As the labor market tightened in 2018, U.S. employers turned to one benefit in particular to attract and retain workers: paid family leave.
After Starbucks Corp. and Walmart Inc. extended paid time off to hourly workers in January, at least 18 more large companies followed suit. As a result, an estimated 4.8 million people had access to more generous paid leave benefits this year, according to data compiled by PLUS, a paid leave advocacy organization.
Many employers, like General Mills Inc., increased the amount of paid time off available to new moms and added the benefit for new dads, too. Paid time off to care for a sick relative or loved one is also on the rise, the survey found.
The U.S. remains the only high-income country that fails to provide paid family leave, and companies typically have extended such benefits only to salaried or full-time workers. This year, that started to change. In addition to Starbucks and Walmart, H&M, Dollar General Corp. and Darden Restaurants Inc. extended their policies to cover more classes of workers. Now more than half of the 57 largest employers tracked by PLUS offer the same amount of leave time to all classes of employees. About a dozen now say they offer paid caregiver leave, up from just two in 2017.
“When a few big companies implement a policy there’s a little bit of follow the leader,” said Annie Sartor, an advocacy director at PLUS. “They’re leveling up.”
They’re also getting pressure from their employees. Millennials, now the biggest demographic in the U.S. workforce, have pushed for paid family leave as they age into parenthood. At H&M, union members worked for two years to get paid family leave for part-time workers; their new contract, signed earlier this month, includes the expanded coverage.
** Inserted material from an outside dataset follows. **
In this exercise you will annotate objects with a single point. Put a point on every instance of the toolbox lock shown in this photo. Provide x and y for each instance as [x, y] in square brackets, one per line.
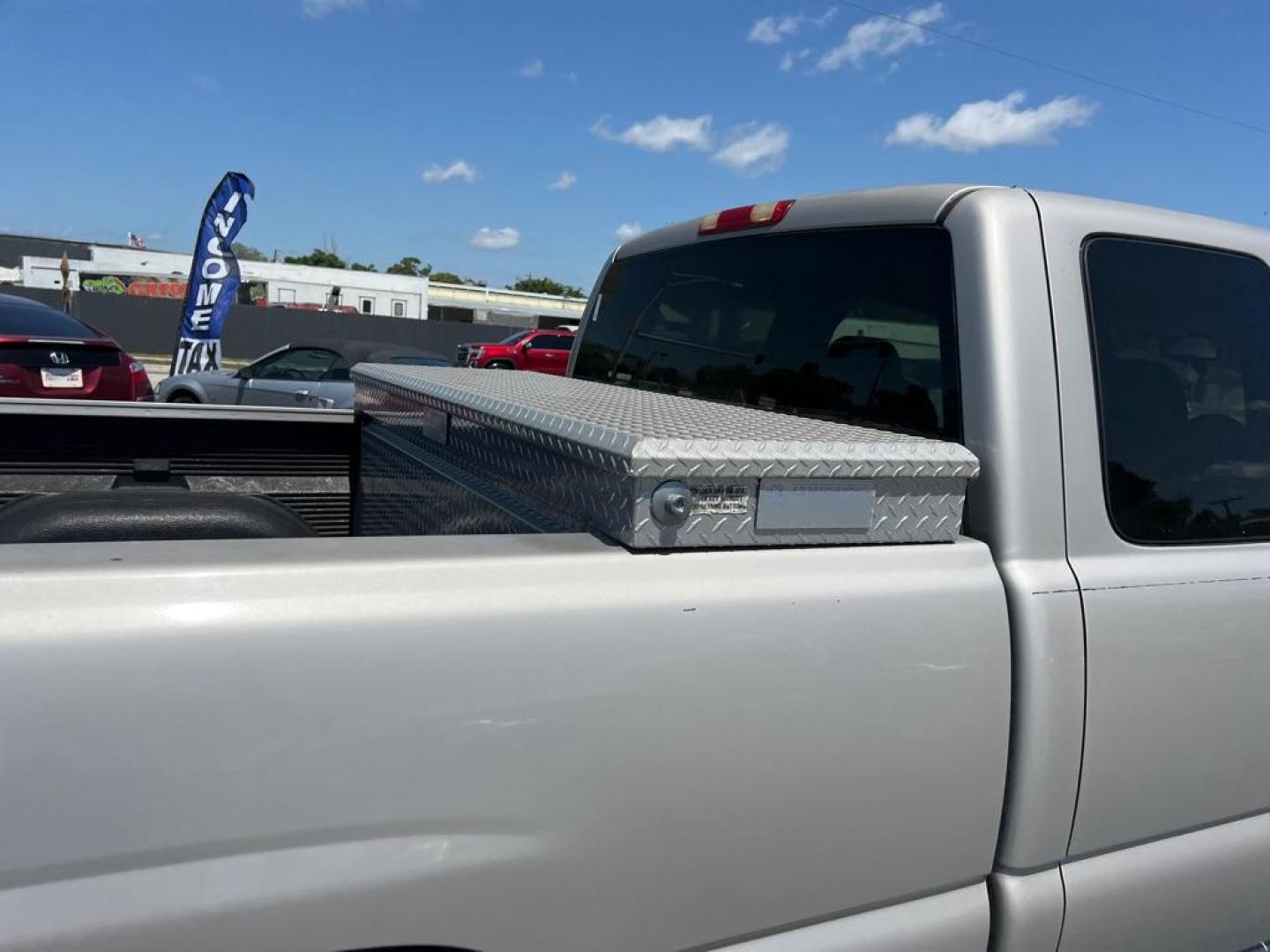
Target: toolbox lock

“When employees demand it companies have to respond, especially when unemployment is so low,” Sartor said.
Workers aren’t alone in advocating for better family benefits. Earlier this year, Microsoft Corp. announced that it would require the companies it contracts with to provide their employees at least 12 weeks of paid time off at the birth or adoption of a child, establishing the influence a big company can exert over its business partners.
Even so, most employees — 83%, according to the Bureau of Labor Statistics — don’t have access to paid family leave. The federal Family and Medical Leave Act guarantees 12 weeks of unpaid leave for certain workers at larger firms. California law extends unpaid leave to smaller employers as well, and provides for partial pay through the California Paid Family Leave law. However, for a variety of reasons, lower-paid workers are the least likely to take advantage of family leave.
The policies at many major employers don’t cover large swaths of workers. Contract workers in particular, who make up nearly 7% of the workforce, are still largely excluded, though that too is under scrutiny: Google employees recently lobbied the company’s chief executive demanding more generous coverage for the tech giant’s contractors.